WHAT TO BUY FROM IHERB - PART II

So just because I live in LA now and I'm in much closer proximity to supermarkets like Whole Foods & Trader Joe's and heaps of farmers markets doesn't mean I deserted my good ole' iHerb. If anything, I'm shopping on it more frequently because it bloody takes ONE DAY to get to my front door. I mean, sometimes I can't be arsed to leave home for cereal and it shows up on my doorstep the next day? YES PLEASE.

FYI, part one is HERE.

Rishi Tea, Japanese Green Tea, Sweet Matcha link

I'm a sucker for matcha but because of budget constraints, I can't spend too much money on good shit and I'm not going to apologise [or apologize? Which spelling should I use?] for that but what I will tell you is that this is sweetened, so use unsweetened milk when you make it. I make it with cashew milk, if that's available to you. Shit is good, especially when you're PMSing.
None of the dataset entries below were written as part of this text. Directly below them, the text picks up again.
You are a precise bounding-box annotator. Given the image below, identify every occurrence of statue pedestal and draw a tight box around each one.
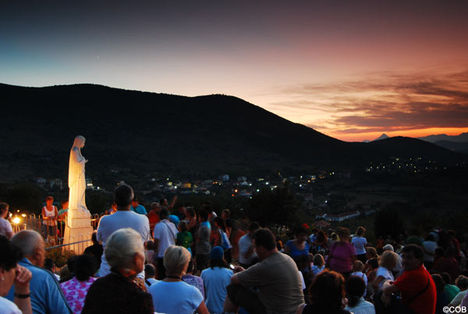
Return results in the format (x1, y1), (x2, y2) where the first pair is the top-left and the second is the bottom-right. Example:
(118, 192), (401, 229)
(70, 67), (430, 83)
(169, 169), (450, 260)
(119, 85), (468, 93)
(63, 210), (93, 255)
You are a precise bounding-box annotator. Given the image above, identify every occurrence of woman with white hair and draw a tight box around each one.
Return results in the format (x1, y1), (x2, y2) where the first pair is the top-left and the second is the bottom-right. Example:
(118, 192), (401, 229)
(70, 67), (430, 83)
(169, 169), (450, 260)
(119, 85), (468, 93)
(149, 245), (209, 314)
(82, 228), (154, 314)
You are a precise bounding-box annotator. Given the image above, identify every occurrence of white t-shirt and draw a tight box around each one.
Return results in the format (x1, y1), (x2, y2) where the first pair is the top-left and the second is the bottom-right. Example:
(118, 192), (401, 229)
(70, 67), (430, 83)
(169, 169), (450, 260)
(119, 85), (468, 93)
(0, 218), (13, 237)
(148, 281), (203, 314)
(0, 296), (22, 314)
(351, 236), (367, 255)
(97, 210), (150, 278)
(351, 271), (367, 287)
(375, 266), (395, 289)
(154, 219), (178, 258)
(423, 241), (437, 262)
(239, 234), (257, 265)
(345, 298), (375, 314)
(200, 267), (233, 314)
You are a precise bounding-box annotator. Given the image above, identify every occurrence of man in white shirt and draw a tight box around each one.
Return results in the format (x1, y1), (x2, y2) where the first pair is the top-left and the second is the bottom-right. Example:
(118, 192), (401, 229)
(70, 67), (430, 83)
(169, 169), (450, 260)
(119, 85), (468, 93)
(97, 184), (150, 279)
(239, 222), (259, 268)
(154, 209), (178, 280)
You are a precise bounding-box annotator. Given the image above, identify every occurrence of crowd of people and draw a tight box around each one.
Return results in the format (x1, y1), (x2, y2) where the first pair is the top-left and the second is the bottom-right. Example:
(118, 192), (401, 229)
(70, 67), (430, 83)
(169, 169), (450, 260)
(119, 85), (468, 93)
(0, 184), (468, 314)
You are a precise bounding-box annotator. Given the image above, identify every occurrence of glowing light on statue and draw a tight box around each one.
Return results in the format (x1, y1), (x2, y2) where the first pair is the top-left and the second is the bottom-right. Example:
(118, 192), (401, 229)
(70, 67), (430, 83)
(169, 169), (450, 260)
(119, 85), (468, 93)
(68, 135), (90, 219)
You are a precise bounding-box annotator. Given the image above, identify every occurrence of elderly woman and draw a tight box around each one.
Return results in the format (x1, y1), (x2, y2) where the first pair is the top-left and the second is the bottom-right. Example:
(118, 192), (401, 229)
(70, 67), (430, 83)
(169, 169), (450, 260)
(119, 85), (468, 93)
(372, 251), (398, 292)
(327, 228), (356, 278)
(149, 245), (209, 314)
(284, 226), (310, 258)
(60, 255), (97, 313)
(0, 236), (32, 314)
(82, 228), (154, 314)
(296, 270), (350, 314)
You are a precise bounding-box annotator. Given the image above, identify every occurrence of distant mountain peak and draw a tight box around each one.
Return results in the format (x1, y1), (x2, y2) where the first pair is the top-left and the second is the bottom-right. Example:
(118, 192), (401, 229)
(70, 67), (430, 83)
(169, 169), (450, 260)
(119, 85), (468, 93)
(371, 133), (389, 142)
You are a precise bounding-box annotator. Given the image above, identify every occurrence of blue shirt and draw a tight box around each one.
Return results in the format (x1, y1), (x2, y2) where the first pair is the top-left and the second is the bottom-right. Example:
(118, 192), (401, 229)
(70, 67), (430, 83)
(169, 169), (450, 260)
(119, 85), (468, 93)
(7, 258), (72, 314)
(148, 281), (203, 314)
(201, 267), (233, 314)
(130, 205), (148, 215)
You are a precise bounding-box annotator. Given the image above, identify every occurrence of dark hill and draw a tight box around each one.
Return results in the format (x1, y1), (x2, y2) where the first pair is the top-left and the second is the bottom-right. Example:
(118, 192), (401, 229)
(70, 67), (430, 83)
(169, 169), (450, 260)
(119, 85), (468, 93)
(0, 84), (459, 185)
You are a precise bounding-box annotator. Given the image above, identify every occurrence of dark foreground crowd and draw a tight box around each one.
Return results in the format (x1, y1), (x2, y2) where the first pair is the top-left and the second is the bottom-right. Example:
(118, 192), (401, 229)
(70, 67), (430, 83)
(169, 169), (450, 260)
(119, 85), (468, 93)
(0, 184), (468, 314)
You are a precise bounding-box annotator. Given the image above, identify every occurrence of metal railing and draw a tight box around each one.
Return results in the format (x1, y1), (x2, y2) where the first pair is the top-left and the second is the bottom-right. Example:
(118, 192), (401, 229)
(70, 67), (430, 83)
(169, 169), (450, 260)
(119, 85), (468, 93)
(10, 213), (103, 247)
(46, 240), (92, 252)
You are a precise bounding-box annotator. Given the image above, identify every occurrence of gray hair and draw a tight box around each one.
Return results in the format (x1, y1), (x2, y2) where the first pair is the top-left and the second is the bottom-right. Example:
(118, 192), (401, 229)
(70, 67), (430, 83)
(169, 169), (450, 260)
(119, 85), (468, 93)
(104, 228), (145, 269)
(163, 245), (191, 275)
(11, 230), (44, 256)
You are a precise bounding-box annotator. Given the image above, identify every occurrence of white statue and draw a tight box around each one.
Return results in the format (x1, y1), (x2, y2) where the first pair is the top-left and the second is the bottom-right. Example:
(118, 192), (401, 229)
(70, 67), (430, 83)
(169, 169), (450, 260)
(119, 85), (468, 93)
(68, 135), (91, 221)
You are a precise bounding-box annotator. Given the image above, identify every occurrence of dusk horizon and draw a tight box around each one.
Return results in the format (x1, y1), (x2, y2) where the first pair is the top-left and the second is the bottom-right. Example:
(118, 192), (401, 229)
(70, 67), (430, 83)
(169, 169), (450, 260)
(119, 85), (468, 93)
(0, 1), (468, 142)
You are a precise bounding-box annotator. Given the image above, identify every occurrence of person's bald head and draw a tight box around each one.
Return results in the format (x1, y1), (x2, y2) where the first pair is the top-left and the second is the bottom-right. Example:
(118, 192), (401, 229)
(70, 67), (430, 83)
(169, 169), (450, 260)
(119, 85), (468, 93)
(11, 230), (45, 267)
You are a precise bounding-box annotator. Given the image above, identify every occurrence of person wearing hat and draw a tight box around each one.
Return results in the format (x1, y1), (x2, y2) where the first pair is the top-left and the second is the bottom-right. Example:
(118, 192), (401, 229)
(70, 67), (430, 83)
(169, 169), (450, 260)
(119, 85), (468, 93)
(201, 246), (233, 314)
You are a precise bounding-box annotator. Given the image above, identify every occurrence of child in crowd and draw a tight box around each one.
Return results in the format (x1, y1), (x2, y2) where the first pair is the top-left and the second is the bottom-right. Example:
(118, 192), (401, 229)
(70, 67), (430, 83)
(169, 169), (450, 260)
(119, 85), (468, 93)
(312, 254), (325, 276)
(351, 260), (367, 296)
(176, 221), (193, 254)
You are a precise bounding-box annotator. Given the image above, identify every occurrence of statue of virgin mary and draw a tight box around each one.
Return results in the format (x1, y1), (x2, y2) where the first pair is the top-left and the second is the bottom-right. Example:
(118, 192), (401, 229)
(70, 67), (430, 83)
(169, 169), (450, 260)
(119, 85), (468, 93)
(68, 135), (90, 219)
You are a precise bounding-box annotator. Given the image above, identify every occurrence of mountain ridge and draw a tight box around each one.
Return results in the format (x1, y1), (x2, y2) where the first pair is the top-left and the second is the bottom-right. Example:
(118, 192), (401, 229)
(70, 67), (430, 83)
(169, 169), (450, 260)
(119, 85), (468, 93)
(0, 84), (460, 186)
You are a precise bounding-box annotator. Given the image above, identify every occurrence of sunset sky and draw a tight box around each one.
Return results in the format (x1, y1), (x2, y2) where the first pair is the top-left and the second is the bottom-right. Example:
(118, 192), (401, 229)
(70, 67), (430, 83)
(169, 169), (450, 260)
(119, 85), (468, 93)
(0, 0), (468, 141)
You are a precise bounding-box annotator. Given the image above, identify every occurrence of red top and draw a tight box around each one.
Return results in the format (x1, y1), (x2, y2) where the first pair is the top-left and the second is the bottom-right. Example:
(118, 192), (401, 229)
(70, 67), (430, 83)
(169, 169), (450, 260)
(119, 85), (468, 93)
(394, 265), (437, 314)
(148, 210), (160, 229)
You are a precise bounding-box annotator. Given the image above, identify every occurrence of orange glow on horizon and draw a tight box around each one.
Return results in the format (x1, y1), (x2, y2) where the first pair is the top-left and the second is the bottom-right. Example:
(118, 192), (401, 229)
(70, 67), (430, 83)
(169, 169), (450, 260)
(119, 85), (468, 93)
(326, 127), (468, 142)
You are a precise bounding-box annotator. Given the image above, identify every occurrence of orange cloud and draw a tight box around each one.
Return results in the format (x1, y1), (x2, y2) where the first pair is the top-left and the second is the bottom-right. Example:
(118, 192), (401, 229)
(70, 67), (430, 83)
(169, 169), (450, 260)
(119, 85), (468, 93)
(271, 71), (468, 141)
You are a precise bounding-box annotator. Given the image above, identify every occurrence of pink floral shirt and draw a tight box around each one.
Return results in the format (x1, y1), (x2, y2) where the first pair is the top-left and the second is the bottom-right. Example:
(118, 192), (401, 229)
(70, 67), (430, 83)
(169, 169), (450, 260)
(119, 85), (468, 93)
(60, 277), (97, 314)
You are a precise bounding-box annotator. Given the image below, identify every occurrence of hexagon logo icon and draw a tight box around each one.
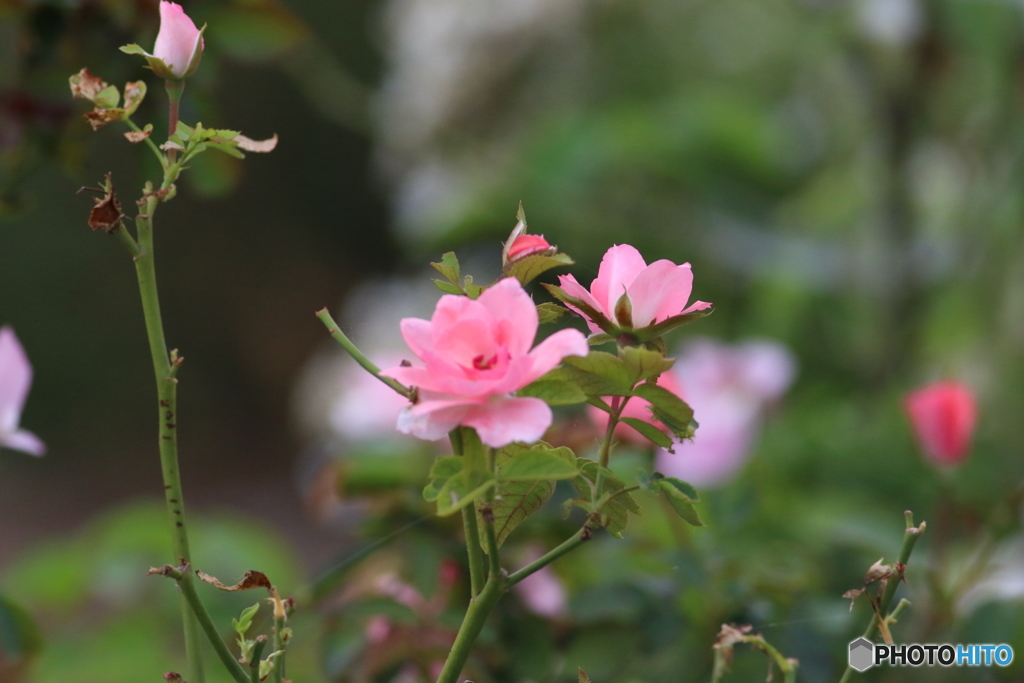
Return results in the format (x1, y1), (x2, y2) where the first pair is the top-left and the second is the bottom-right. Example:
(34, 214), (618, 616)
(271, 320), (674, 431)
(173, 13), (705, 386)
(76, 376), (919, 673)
(850, 637), (874, 672)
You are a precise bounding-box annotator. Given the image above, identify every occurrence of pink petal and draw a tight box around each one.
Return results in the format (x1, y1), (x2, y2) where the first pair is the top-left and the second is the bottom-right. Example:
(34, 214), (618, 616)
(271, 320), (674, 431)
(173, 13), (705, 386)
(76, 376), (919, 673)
(462, 396), (552, 449)
(153, 2), (203, 78)
(0, 326), (32, 434)
(629, 259), (693, 328)
(558, 275), (612, 334)
(590, 245), (647, 317)
(518, 330), (590, 388)
(477, 278), (540, 357)
(0, 429), (46, 456)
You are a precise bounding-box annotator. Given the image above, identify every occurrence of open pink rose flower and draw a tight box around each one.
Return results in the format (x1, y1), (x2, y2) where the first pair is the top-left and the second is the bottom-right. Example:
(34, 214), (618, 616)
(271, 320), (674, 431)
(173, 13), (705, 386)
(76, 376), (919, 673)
(0, 327), (46, 456)
(558, 245), (711, 333)
(381, 278), (588, 447)
(904, 381), (978, 466)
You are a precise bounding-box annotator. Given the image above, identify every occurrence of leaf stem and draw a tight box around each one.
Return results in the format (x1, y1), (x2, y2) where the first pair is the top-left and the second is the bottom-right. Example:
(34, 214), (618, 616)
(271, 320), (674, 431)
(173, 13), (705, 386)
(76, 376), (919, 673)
(840, 510), (927, 683)
(135, 196), (206, 683)
(316, 308), (416, 400)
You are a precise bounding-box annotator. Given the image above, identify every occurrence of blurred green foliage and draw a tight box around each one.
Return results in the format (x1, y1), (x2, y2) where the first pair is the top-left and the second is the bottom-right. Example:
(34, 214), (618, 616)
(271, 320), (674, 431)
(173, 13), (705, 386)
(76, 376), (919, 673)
(0, 0), (1024, 683)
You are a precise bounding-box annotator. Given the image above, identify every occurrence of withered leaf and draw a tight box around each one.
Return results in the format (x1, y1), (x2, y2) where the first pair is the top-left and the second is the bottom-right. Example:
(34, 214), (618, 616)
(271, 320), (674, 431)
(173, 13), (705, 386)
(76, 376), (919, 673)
(89, 184), (124, 232)
(84, 106), (125, 130)
(125, 126), (153, 142)
(196, 569), (273, 592)
(233, 133), (278, 152)
(68, 69), (108, 102)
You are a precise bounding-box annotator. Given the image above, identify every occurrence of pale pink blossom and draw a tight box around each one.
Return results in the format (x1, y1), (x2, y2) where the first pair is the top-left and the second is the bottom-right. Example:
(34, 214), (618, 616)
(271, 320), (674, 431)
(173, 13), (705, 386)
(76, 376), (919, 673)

Chlorella by NOW Foods link

Since moving to LA, I've added algae to my vitamins to help my immune system and it has definitely helped. While it works for me, there are recognised side effects that you should be wary of in case you want to try it.

Nutrex Hawaii Spirulina Pacific link

Another algae. Omega 3s, inflammatory properties, crazy high in calcium, and most importantly for me, research has suggested that it helps people with allergies, or often experience allergic reactions. Story of my life, which is why I started. One of the reasons, I like to believe, why my eczema has improved so much.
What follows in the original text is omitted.